Seshagiri Rao, joint managing director of JSW Steel, while not imputing motives, claimed that deals between related parties were being included in Platt’s price assessments. This, he said, leads to “price distortion,” as steel makers fix long-term contracts with metallurgical coal suppliers based on the Platts price index for the commodity.

“Platts is reported to have a governance framework, in line with Principles for Price Reporting Agencies as published by IOSCO (International Organization of Securities Commissions),” Rao said.

“However, it is a matter of concern as it is learnt that the deals between certain coal suppliers and their sister trading companies or trader-to-trader bids and offers with no actual deal are also registered for assessment/evaluation of reported index price. This is expected to create distortion or misrepresentation in index price.”

IOSCO, the international body of the world’s securities regulators, is the global standard setter for the securities sector.

Rao commented against the backdrop of Australia FoB coking coal prices falling 63% from a record $670.5 a tonne in March to $250 per tonne as of 5 December. This assumes importance for steelmakers, as met coal accounts for 35-40% of their production cost and because India is the world’s largest importer of coking coal at over 70 million tonnes per year.

At the nub of the issue is the pricing of most of the 300 million tonnes traded each year, aggregating $75 billion at the current market price of $250 a tonne. The pricing of this substantial quantity is linked to the average monthly index pricing reported by Platts. That is, the price for December will be the average monthly price assessed in November and so on.

Around 90% of the 300 million tonnes is sold to steel companies through index-linked contracts by miners such as BHP Billiton, Glencore, and Anglo American, while only 10% is sold through spot contracts.

However, it’s the spot transactions wherein Rao cited the occurrence of related-party deals forming the basis for long-term pricing contracts.

“Platts’ index prices are computed daily from physical deals if reported, the globalCOAL spot platform trades including bid and offers which may not result in any deal (tradable deals), and the market heards (chatter) collected throughout the day,” said Rao.

“Indian steel makers thus don’t have any effective mechanism for hedging their input price risk hurting margins as there is no correlation between Platts index price for met coal and steel prices,” he added.

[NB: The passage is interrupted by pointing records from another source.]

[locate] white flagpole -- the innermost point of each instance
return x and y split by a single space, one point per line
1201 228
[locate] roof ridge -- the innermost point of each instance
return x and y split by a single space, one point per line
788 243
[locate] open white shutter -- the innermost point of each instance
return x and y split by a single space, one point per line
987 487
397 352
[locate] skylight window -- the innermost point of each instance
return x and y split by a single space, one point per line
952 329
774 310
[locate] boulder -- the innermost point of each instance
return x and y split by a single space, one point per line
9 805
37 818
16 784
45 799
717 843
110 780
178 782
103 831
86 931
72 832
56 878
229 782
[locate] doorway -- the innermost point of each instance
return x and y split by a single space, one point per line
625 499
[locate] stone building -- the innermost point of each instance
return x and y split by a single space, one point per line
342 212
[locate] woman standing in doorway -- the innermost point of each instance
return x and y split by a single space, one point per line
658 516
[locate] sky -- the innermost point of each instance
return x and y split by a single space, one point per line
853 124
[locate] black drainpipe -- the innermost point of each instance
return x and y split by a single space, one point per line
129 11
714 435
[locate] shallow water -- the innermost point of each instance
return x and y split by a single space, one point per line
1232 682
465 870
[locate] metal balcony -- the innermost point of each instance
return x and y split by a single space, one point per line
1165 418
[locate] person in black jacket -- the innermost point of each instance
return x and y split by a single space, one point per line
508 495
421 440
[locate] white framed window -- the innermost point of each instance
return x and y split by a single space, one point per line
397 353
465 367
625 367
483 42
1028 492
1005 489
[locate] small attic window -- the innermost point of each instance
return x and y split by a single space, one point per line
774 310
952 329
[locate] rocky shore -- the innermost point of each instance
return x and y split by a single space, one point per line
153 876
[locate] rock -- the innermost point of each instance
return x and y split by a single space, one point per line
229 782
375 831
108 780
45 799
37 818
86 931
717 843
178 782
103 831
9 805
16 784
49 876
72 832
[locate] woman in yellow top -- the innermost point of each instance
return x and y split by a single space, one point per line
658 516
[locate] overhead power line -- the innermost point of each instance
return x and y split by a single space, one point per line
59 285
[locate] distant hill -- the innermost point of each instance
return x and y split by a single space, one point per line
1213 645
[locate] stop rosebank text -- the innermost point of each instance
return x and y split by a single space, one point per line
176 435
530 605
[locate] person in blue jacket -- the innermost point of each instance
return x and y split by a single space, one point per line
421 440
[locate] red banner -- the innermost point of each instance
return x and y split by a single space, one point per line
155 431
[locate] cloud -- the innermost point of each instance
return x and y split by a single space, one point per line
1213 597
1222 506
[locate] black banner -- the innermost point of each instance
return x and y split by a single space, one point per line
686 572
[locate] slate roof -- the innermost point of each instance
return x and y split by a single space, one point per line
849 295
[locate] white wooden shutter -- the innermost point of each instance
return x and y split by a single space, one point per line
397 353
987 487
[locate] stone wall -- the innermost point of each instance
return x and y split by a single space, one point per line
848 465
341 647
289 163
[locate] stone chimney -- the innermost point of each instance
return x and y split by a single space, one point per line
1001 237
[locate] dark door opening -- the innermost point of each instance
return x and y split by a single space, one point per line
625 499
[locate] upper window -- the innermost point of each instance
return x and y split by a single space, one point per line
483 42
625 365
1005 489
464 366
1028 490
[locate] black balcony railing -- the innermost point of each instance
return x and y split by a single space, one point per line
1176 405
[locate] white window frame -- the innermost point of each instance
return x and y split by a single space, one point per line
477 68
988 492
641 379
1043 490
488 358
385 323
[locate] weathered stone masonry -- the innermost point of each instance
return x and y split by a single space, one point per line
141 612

The futures trading (paper trades) on Singapore Exchange (SGX) is a very small percentage of physical trade (10 to 15 million tonnes of paper trade vs physical trade of around 300 million tonnes).

However, a spokesperson for Platts denied that its assessments included related-party transactions.

“Platts price assessments do not reflect transactions between entities that are related to each other. We are not aware of transactions between related entities being included in our price assessments for coking coal, and if the companies you are talking to have specific examples or possible instances in mind, we would investigate further.”

“Platts prioritizes competitive bids and offers that stand at the close of its assessment process above previously reported transactions. Platts considers that a confirmed, verified trade may represent value for the entities involved in the transaction, whereas an unfilled, but confirmed and verified, bid or offer open to the market at large represents value for the whole market.”

On the matter of 10% of spot market volumes being the basis for pricing 90% of tradeable volumes, the spokesperson added, “Most physical commodity markets typically fall into a pattern of trade where 80-95% of all physical trading is done under long-term contracts, and only 5-20% of trading is done through the spot market (and similar markets, like tenders). It is very common for long-term contracts to reference the value established in the spot market. A spot market that accounted for approximately 10% of all volumes, with the rest contracted under term arrangements, would be fairly normal for any commodity market.”

Another steel industry executive said that it would be prudent for steelmakers looking to cut costs amid falling steel prices – down from 70,000 per tonne prior to the Ukraine war to 55,000 currently – to consider alternative suppliers of met coal from America, Colombia and Indonesia, rather than depending on Australia. He expects met coal prices to decline further to $220 in line with a correction in crude prices.

Met coal prices rose to record highs partly as a gas shortage in the wake of the Ukraine war caused its demand to rise for mixing with steam coal in Europe.